Privacy SOS

A “suspicious activity reporting” app or a spy app?

Like the West Virginia fusion center before it, the Delaware spy center — officially the Delaware Information and Analysis Center (DIAC) — "now offers a mobile app to report suspicious activities in real-time by attaching a photo, sending location information, or entering details about suspicious vehicles or persons," says a press release on a state homeland security website.

According to the Google Android market description, the app allows users to:

Capture a photo from the app or use one that already exists on the device
Automatically find and use the phone’s location or enter an address
Report detailed subject and vehicle descriptions

The state claims that people who download the app to report "suspicious activities" to the fusion center may do so anonymously, but the permissions directory for the application spells out a number of categories of extremely personal information it allows the government to collect about anyone who downloads it.

After installation of the app, the fusion center can manipulate the camera application on a phone whenever it is running, allowing it "at any time to collect images the camera is seeing." The app can also tell the fusion center exactly where you are at all times, because by downloading it you've given it permission to monitor your GPS location through your phone.

Where you are tells the government a lot about who you are, making highly suspect Delaware's claim that the app can be used anonymously. You probably sleep at home on most nights, for example. If the Delaware fusion center wanted to know who you were, they could just trace your physical location each morning at 4 AM, and by determining where you live would have a pretty good lead onto who you are. But maybe you live with five people. An easy way of determining whether it's you or your roommate at the other end of that phone would be to pair the 4 AM data point with your location information during the day, when you're at work. Again, where you are says a lot about who you are.

But that's not all. The Delaware fusion center can monitor the metadata for all incoming and outgoing calls on phones that contain the snitch application. Google says the operators "can determine the phone number and serial number of [the] phone, whether a call is active, the number that call is connected to and the like." Just like your location information, who you talk to reveals a lot about you.

If the police obtaining your real-time location information without a warrant, copying your call records and secretly taking photos and videos of what your phone's camera sees isn't enough to dissuade you from downloading the snitch app, consider that it also allows them to secretly delete or otherwise "modify" the contents of your phone.
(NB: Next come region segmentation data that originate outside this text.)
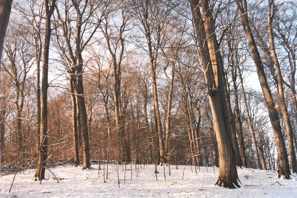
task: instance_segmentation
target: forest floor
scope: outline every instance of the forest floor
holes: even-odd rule
[[[98,166],[89,170],[82,170],[81,167],[75,168],[67,165],[50,168],[59,180],[53,179],[52,174],[46,170],[47,180],[39,181],[32,180],[35,170],[30,169],[16,175],[10,193],[8,191],[13,175],[3,176],[1,179],[1,197],[157,197],[159,196],[178,197],[296,197],[297,181],[296,178],[286,180],[277,178],[274,171],[257,170],[252,169],[238,169],[241,188],[229,189],[214,185],[218,178],[219,169],[200,167],[195,174],[194,167],[187,166],[182,179],[184,166],[180,165],[176,170],[170,166],[171,175],[169,175],[169,167],[165,167],[166,180],[164,180],[163,166],[158,166],[156,180],[154,166],[140,165],[138,177],[136,177],[135,166],[132,167],[132,180],[130,164],[125,172],[121,166],[119,171],[120,187],[119,187],[116,169],[109,164],[108,179],[103,181],[103,171],[100,171],[98,178]],[[103,165],[101,164],[103,169]],[[105,166],[106,169],[106,165]],[[192,169],[193,172],[192,172]],[[105,175],[106,176],[106,175]]]

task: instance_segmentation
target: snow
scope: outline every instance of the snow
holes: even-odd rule
[[[103,166],[101,165],[103,168]],[[48,179],[39,181],[32,180],[35,170],[29,170],[17,175],[10,193],[8,191],[13,175],[2,176],[1,180],[1,196],[8,197],[297,197],[297,181],[296,178],[289,180],[279,179],[275,172],[252,169],[238,169],[242,187],[229,189],[214,185],[218,176],[219,169],[200,167],[200,171],[195,173],[194,167],[187,166],[182,180],[184,166],[171,165],[171,176],[169,175],[169,167],[165,167],[166,180],[164,180],[163,166],[158,166],[158,180],[154,172],[154,165],[148,165],[143,169],[139,166],[138,177],[136,177],[134,165],[132,166],[132,179],[131,180],[131,167],[126,168],[126,181],[124,172],[121,166],[119,169],[120,187],[118,183],[116,168],[108,166],[108,178],[103,181],[103,171],[100,171],[98,178],[98,166],[93,169],[82,170],[81,167],[67,165],[56,166],[51,170],[60,179],[53,179],[52,174],[46,170],[45,177]],[[106,168],[106,166],[105,167]],[[129,169],[129,170],[127,170]],[[281,185],[280,185],[278,182]]]

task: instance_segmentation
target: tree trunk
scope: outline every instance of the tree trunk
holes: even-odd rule
[[[239,154],[234,120],[232,118],[232,110],[230,105],[229,105],[226,83],[223,76],[223,65],[222,58],[217,45],[214,27],[213,19],[209,9],[208,0],[202,1],[200,6],[202,8],[203,15],[205,17],[204,27],[225,126],[227,131],[230,133],[229,137],[232,141],[235,150],[236,165],[241,167],[242,166],[242,162]]]
[[[82,64],[82,61],[79,65]],[[83,90],[83,82],[82,66],[79,66],[79,71],[78,72],[77,84],[76,92],[78,95],[78,98],[80,106],[80,120],[81,125],[82,142],[83,146],[83,170],[86,170],[91,166],[90,161],[90,145],[89,143],[89,130],[88,128],[88,119],[86,103],[85,102],[85,94]]]
[[[234,0],[237,5],[241,15],[241,22],[245,31],[261,88],[266,102],[277,150],[279,164],[279,169],[278,169],[279,177],[280,177],[282,175],[286,179],[289,179],[291,173],[284,137],[282,133],[282,128],[279,123],[279,119],[271,94],[271,91],[267,81],[263,63],[249,24],[247,14],[247,1],[246,0],[244,0],[244,6],[241,0]]]
[[[257,159],[257,168],[258,169],[261,168],[261,162],[260,161],[260,158],[259,156],[259,152],[258,150],[258,147],[257,146],[257,142],[256,140],[256,137],[254,130],[254,126],[253,125],[253,122],[252,119],[249,115],[249,107],[247,106],[247,98],[245,96],[245,92],[244,92],[244,89],[243,86],[243,80],[241,76],[241,74],[239,72],[239,78],[240,78],[241,83],[241,89],[242,89],[242,96],[243,98],[244,102],[244,106],[247,111],[247,122],[249,124],[249,127],[251,132],[252,135],[252,140],[254,143],[254,147],[255,149],[255,153],[256,154],[256,157]]]
[[[223,102],[225,98],[223,98],[221,100],[220,100],[218,93],[218,91],[219,92],[220,90],[218,90],[215,84],[214,83],[215,78],[212,67],[210,67],[211,63],[208,62],[210,59],[209,52],[207,47],[208,41],[206,40],[206,36],[199,7],[199,1],[192,0],[190,1],[190,3],[195,23],[198,44],[200,46],[199,47],[200,60],[204,73],[219,150],[219,179],[215,184],[219,186],[230,188],[236,188],[235,186],[240,187],[238,184],[239,180],[236,168],[235,152],[231,143],[231,136],[228,134],[227,128],[225,125],[225,119],[222,113],[224,109],[221,106],[221,102]],[[210,48],[213,48],[211,44],[210,45]],[[222,78],[221,76],[217,74],[218,76],[220,76]],[[220,83],[221,82],[220,81],[218,82]],[[223,86],[222,84],[219,85]],[[225,100],[224,106],[227,106]],[[228,120],[227,123],[229,123],[229,122]],[[230,123],[229,125],[230,126]]]
[[[79,165],[79,153],[78,150],[78,135],[77,117],[76,117],[76,102],[74,95],[74,89],[73,81],[74,78],[73,73],[69,76],[69,89],[71,92],[71,103],[72,105],[72,130],[73,135],[73,146],[74,149],[74,167]]]
[[[34,177],[36,180],[45,179],[45,169],[48,158],[48,56],[50,40],[50,18],[53,12],[56,0],[52,0],[49,6],[49,0],[45,0],[45,28],[44,44],[43,45],[43,64],[42,66],[42,83],[41,84],[41,109],[39,154],[37,167]]]
[[[232,62],[233,62],[232,58]],[[233,65],[235,65],[233,64]],[[242,158],[242,165],[245,167],[247,167],[247,162],[246,158],[245,156],[245,148],[244,147],[244,142],[243,139],[243,135],[242,133],[242,124],[241,123],[241,119],[240,118],[240,112],[239,111],[239,104],[238,102],[238,96],[237,90],[237,85],[236,83],[236,68],[232,70],[232,76],[233,80],[233,87],[234,89],[234,98],[235,102],[235,111],[236,112],[236,118],[237,122],[238,127],[238,139],[239,140],[239,144],[240,144],[240,151],[241,152],[241,156]]]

So don't download this application unless you want the Delaware fusion center — and therefore potentially numerous other government agencies — to have access to your phone's camera, call history and location information.

App or no app, we should all beware of governments telling us to snitch on our neighbors and community members. As studies have shown, suspicious activity reports hardly ever lead to investigations of real criminal activity. More often than not, they are an outlet for people's prejudices and irrational fears — and an inroad to unaccountable government spying.

These reports can inflict real world harms on real people. Watch what happened when one man was falsely accused of acting "suspiciously" here in Massachusetts.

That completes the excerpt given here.